The mind plummets to earth. The scene dies. Or, worse, fizzles into something else, on that level.

A “let’s cooperate” effort to build a raft out of junk found in the belly of the whale ensues. By this time it’s too late: in the narrative they save themselves, but in the outside world they lose the show. Not even the Blue Fairy, who arrives to cast a spell, can reclaim the magic trampled by the disorderly parade of meritless characters through what had been a magnificent scene.

Harrumph.

As I noted on Twitter, it was akin to a silly skit from the slaphappy Rick Mercer Report being dropped into an expression of high art. In an opera, it would have been the equivalent of a frivolous jig jammed between an aria and a somber movement — there for reasons no one could justify.

The folly of the effort to marry two disparate disciplines — working-man comedy and sophisticated dance — or perhaps an abject failure to properly imagine a one-size-fits-all representation of Canadian culture (comedians Ross Petty and Rick Mercer are not it), was evidenced by the torturous ending.

The finale was supposed to soar, in celebration of Pinocchio having achieved self-awareness.
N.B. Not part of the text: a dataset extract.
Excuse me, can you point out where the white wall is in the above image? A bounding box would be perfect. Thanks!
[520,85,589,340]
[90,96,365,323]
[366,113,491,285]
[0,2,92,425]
Ballet has at its disposal tools with which to describe such a moment that no other art form possesses. But movement, as a delicate expression, has no defenses to ward off a brutish incursion by rowdy merrymakers thinking only of bellying up to the bar. Therefore, this scene was DOA. To add to the confusion, a kind of Wikipedia-level understanding of steps attributable to maritime folk music also found its way into the mix. Obfuscation of the magical moment where Pinocchio had become a real live boy was unavoidable.

Harrumph.

And a pox on the National Ballet of Canada’s house.